I have met and heard the tragic stories of many parents. PA is a function, by and large, of a custodial ex-partner, although some alienation can start while the couple is still together.

This blog is a story of experiences and observations of dysfunctional Family Law (FLAW), an arena pitting parent against parent, with children as the prize. Due to the gender bias in Family Law, that I have observed, this Blog has evolved from a focus solely on PA to one of the broader Family/Children's Rights area and the impact of Feminist mythology on Canadian Jurisprudence and the Divorce Industry.

Friday, March 20, 2009

Texas bill would require 10-hour class for some spouses seeking divorce

Here's an interesting take on divorce preliminaries. I would suggest the course be compulsory for both parties and be tax supported. In the end it may save a whole lot of marriages thus reduce the overall tax burden, including court time. It should be an omnibus legislative program though which includes shared and equal parenting which will also reduce the divorce rate.MJM

Texas bill would require 10-hour class for some spouses seeking divorce

12:00 AM CDT on Friday, March 20, 2009
By MARCUS FUNK / The Dallas Morning News mfunk@dallasnews.com

AUSTIN – A spouse seeking a divorce would face an additional hurdle if the couple has children – a required 10-hour course – under legislation offered by a Panhandle Republican.

Rep. Warren Chisum of Pampa, a social conservative who has frequently offered measures altering marriage law, said he is hoping to spare kids the anxiety and emotional stress that comes with their parents' separation.

His bill would require workshops in "conflict management, communication skills and forgiveness skills," which he contends would help reduce the state's 50 percent divorce rate. The workshops can cost up to $150.

Under the bill, a spouse seeking a divorce would have to complete a 10-hour course before filing court papers; otherwise, the request would be dismissed. The other spouse would be encouraged to take the same course within 60 days. If he or she did not, a judge could use that as a factor when awarding property, alimony and even child custody.

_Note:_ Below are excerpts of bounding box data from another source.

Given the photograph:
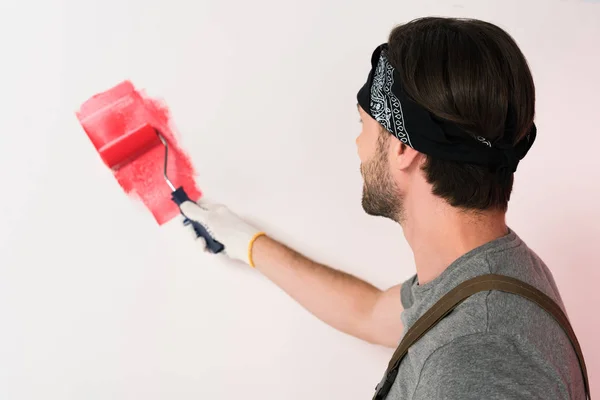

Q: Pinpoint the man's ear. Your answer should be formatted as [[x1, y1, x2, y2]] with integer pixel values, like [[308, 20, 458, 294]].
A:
[[390, 138, 420, 170]]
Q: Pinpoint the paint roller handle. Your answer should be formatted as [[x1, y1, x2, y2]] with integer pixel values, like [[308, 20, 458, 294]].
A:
[[171, 186, 225, 253]]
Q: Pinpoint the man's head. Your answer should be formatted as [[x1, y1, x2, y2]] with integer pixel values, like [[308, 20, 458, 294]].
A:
[[357, 18, 535, 222]]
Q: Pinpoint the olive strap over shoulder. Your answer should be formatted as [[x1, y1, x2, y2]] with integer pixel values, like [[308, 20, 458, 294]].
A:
[[373, 274, 591, 400]]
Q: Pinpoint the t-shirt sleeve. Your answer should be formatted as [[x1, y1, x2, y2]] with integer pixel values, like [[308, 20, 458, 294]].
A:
[[412, 333, 570, 400]]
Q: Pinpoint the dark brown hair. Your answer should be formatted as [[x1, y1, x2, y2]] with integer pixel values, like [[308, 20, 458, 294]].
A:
[[388, 17, 535, 210]]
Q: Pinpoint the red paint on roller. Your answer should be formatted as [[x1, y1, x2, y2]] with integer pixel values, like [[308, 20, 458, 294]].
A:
[[77, 81, 202, 225]]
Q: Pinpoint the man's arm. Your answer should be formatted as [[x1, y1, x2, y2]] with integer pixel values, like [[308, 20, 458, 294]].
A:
[[252, 236, 402, 348], [181, 201, 402, 347]]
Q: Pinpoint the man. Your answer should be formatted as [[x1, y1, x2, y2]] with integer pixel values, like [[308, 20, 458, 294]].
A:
[[182, 18, 585, 400]]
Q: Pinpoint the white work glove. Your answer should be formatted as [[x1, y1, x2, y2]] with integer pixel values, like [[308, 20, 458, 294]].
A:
[[180, 201, 265, 266]]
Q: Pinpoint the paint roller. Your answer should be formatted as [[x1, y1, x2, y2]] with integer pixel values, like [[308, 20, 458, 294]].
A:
[[91, 124, 224, 253]]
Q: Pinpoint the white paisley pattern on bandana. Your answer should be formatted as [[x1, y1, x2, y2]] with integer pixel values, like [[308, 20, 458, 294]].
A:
[[370, 52, 413, 147]]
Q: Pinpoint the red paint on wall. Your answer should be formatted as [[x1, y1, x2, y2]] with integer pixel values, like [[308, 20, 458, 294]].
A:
[[77, 81, 202, 225]]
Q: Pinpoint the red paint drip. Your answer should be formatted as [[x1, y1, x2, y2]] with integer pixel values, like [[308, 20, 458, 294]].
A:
[[77, 81, 202, 225]]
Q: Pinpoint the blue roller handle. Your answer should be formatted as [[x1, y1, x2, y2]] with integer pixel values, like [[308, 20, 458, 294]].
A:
[[171, 186, 225, 253]]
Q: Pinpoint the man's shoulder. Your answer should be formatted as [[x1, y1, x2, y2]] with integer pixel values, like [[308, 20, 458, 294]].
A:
[[413, 332, 571, 400]]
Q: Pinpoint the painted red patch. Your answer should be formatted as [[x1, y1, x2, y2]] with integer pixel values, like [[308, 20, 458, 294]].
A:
[[77, 81, 202, 225]]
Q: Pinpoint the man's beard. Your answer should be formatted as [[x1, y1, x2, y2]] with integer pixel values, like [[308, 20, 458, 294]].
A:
[[360, 150, 404, 223]]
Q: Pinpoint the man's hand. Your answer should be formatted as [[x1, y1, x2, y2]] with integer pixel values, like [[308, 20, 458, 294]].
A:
[[181, 202, 402, 347], [180, 201, 264, 265]]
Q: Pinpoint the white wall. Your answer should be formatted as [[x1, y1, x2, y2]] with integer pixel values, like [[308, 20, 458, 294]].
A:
[[0, 0, 600, 400]]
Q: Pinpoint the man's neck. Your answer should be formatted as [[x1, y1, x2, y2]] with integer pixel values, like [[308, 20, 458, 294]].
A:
[[403, 196, 508, 285]]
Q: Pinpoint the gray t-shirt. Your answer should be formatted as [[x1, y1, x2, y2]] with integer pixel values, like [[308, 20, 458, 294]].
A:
[[387, 230, 585, 400]]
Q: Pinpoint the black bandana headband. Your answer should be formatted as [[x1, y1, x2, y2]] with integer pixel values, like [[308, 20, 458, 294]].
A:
[[357, 43, 537, 179]]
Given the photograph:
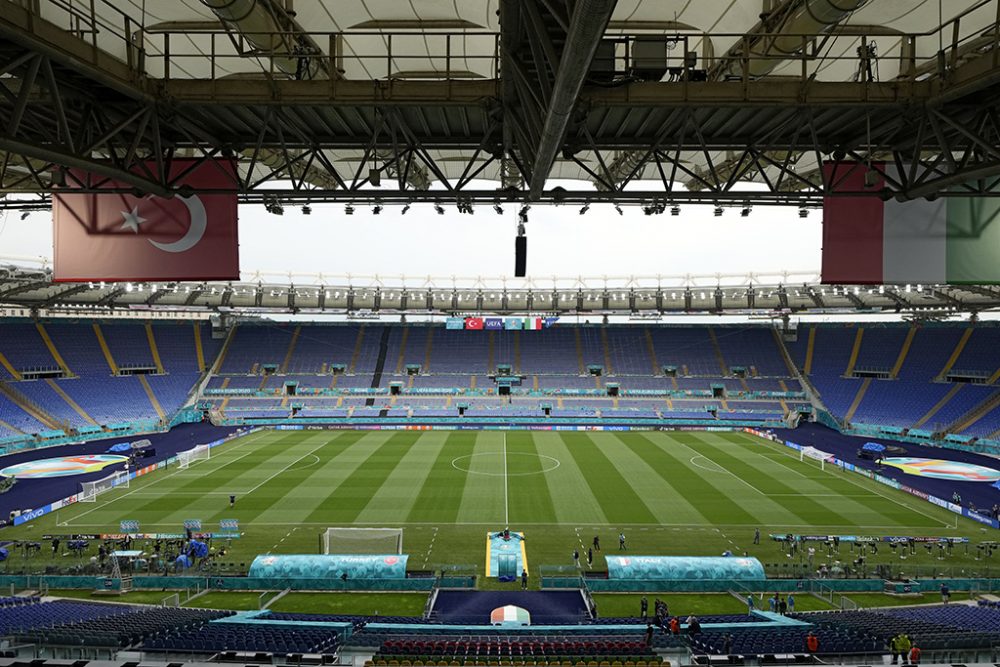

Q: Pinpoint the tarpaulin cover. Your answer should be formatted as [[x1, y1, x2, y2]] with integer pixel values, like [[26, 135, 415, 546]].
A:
[[249, 554, 409, 579], [605, 556, 765, 580]]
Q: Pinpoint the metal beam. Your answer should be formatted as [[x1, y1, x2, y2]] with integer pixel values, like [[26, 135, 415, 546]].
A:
[[529, 0, 618, 200]]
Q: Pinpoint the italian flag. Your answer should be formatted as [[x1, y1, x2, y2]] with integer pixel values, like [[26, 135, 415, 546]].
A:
[[822, 162, 1000, 284], [490, 604, 531, 625]]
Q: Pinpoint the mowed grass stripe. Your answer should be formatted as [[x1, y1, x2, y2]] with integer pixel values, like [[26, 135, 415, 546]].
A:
[[355, 431, 448, 523], [68, 434, 298, 524], [612, 433, 708, 523], [710, 434, 909, 526], [629, 433, 768, 525], [695, 434, 860, 526], [534, 433, 608, 525], [246, 431, 378, 524], [455, 431, 505, 527], [406, 431, 478, 523], [296, 432, 419, 525], [163, 433, 342, 523], [507, 431, 559, 527], [560, 433, 657, 523], [744, 441, 955, 527]]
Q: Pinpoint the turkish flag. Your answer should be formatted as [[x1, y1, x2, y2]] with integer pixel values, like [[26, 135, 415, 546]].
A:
[[52, 160, 240, 282]]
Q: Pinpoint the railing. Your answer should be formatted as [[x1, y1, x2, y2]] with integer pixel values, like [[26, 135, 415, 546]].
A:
[[19, 0, 1000, 84]]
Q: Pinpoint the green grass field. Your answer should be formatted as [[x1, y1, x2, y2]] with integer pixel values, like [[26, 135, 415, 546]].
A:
[[8, 431, 983, 575]]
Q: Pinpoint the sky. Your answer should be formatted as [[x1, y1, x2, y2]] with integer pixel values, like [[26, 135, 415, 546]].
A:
[[0, 179, 821, 284]]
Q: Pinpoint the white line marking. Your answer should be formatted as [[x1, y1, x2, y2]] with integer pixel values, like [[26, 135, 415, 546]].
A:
[[503, 431, 510, 528]]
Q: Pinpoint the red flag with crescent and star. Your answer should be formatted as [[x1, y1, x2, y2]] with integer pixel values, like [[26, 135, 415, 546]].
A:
[[52, 160, 240, 282]]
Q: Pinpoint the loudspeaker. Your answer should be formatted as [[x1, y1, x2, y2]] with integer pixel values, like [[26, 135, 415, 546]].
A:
[[514, 236, 528, 278]]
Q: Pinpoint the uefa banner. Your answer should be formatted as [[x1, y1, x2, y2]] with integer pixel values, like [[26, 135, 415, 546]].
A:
[[52, 160, 240, 282]]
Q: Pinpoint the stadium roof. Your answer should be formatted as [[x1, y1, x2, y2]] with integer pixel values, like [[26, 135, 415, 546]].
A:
[[0, 266, 1000, 320], [0, 0, 1000, 207]]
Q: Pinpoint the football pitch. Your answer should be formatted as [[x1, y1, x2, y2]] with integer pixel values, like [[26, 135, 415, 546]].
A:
[[19, 431, 982, 574]]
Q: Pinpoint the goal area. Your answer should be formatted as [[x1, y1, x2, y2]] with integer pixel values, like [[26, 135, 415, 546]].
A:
[[177, 445, 212, 468], [77, 470, 129, 503], [320, 528, 403, 554]]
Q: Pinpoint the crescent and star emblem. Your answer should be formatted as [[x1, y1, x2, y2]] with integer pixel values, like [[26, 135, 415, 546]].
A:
[[121, 196, 208, 253]]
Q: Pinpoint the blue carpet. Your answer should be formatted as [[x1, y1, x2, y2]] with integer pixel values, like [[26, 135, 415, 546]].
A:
[[0, 423, 237, 525], [773, 424, 1000, 510], [433, 596, 588, 625]]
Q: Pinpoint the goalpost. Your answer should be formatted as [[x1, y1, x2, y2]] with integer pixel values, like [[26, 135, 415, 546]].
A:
[[77, 470, 129, 503], [321, 528, 403, 554], [177, 445, 212, 468], [799, 447, 833, 471]]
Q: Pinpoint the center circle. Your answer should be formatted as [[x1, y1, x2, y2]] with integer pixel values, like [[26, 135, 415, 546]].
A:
[[451, 452, 562, 477]]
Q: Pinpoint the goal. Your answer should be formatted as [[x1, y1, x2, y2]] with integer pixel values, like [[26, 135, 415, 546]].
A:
[[799, 447, 833, 470], [77, 470, 129, 503], [321, 528, 403, 554], [177, 445, 212, 468]]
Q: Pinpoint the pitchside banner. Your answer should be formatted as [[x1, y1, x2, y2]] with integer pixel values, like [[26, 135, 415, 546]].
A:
[[822, 162, 1000, 285], [52, 160, 240, 282]]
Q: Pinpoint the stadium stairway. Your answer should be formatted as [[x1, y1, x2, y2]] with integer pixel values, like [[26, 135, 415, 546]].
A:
[[45, 378, 97, 426], [35, 322, 74, 377], [889, 327, 917, 380], [844, 327, 870, 378], [0, 352, 21, 380], [93, 322, 118, 375], [372, 327, 394, 406], [708, 327, 729, 376], [146, 322, 164, 375], [936, 327, 973, 380], [844, 376, 872, 423], [802, 327, 816, 375], [139, 375, 167, 420], [911, 383, 965, 428], [947, 390, 1000, 433], [278, 325, 302, 375], [0, 382, 70, 433], [350, 324, 370, 376], [192, 322, 206, 373]]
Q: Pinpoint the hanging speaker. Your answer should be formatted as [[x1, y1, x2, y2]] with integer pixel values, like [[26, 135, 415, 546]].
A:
[[514, 236, 528, 278]]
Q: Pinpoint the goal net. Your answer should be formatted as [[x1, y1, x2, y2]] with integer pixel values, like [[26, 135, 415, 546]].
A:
[[322, 528, 403, 554], [177, 445, 212, 468], [77, 470, 129, 503], [799, 447, 833, 470]]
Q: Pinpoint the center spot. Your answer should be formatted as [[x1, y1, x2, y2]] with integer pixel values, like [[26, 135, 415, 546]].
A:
[[451, 452, 561, 477]]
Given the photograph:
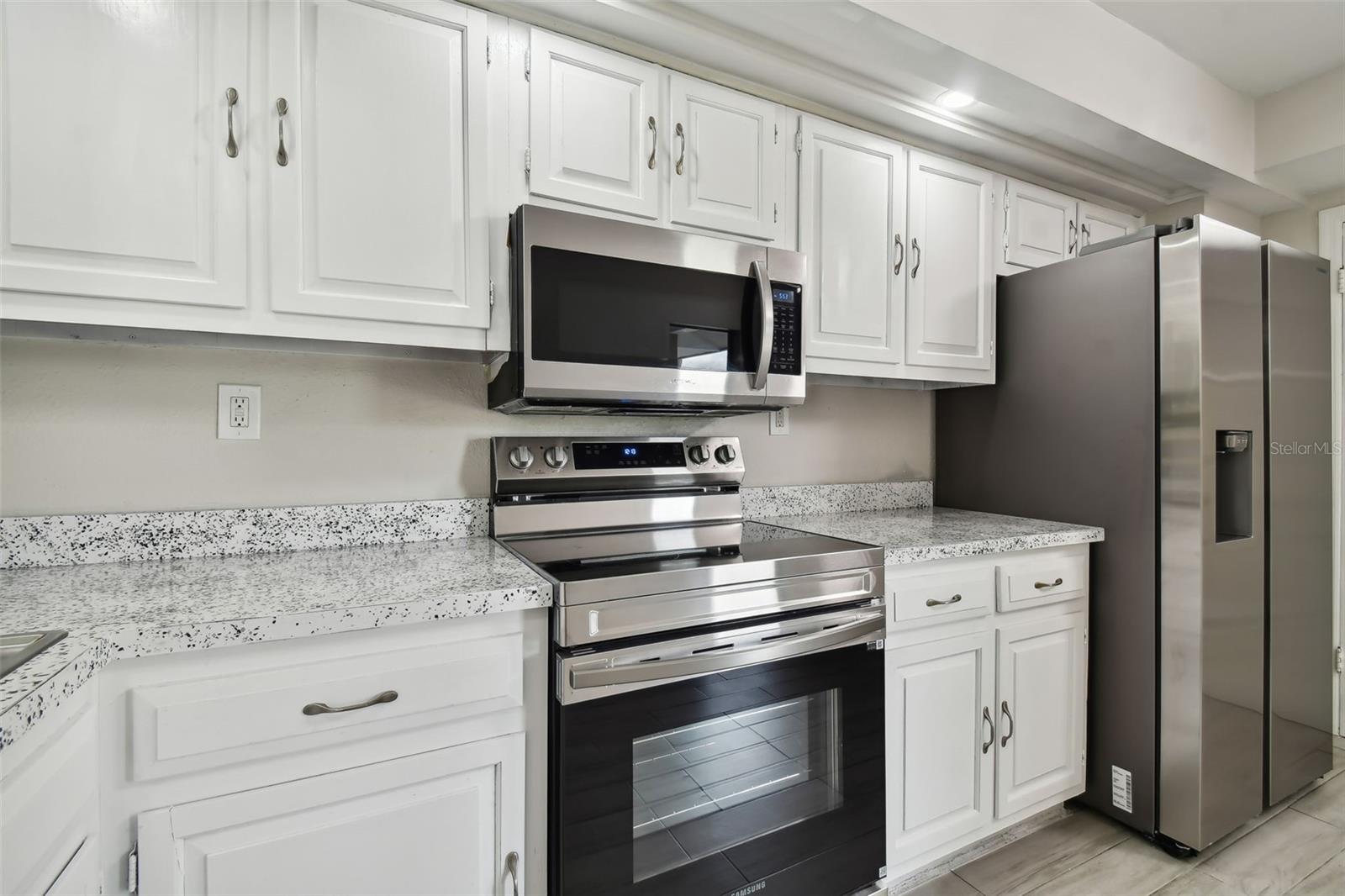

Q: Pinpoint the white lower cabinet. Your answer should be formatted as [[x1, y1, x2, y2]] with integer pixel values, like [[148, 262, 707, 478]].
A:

The bill has been popular among social conservatives, marriage counselors and some lawyers. They said the bill is not designed for "horrible" marriages, but to save unions that have fallen on hard times.

"Many people walk into my office not wanting a divorce," said Cecilia Wood, an Austin family law attorney. "This course is designed to provide them with other answers."

Opponents said the bill, while well-intentioned, would present a hardship for the poor and a disaster for victims of domestic violence.

Joan Jenkins, a lawyer with the Texas Family Law Foundation, said it's offensive that the bill would allow judges to consider child custody based on which parent attended a workshop.

Chisum's bill excludes anyone with "evidence" of domestic violence, including police reports or doctors' notes. But women's health advocates said those measures don't go far enough.

Martha Beard-Duncan, a staff attorney with the Texas Advocacy Project, said as few as 20 percent of domestic violence victims file police reports.

"We can all agree that society should not be based on abusive marriages that cannot end because of a class that people cannot afford," Beard-Duncan said.

The bill was left pending in the House Judiciary and Civil Jurisprudence Committee this week.

Chisum, a leading social conservative in the House, has tackled marriage before. He sponsored the 2005 Texas constitutional amendment that defines marriage as a union between a man and a woman and the 2007 law that created a statewide marriage-education program that doubled marriage license fees but offered a discount to couples taking a counseling course.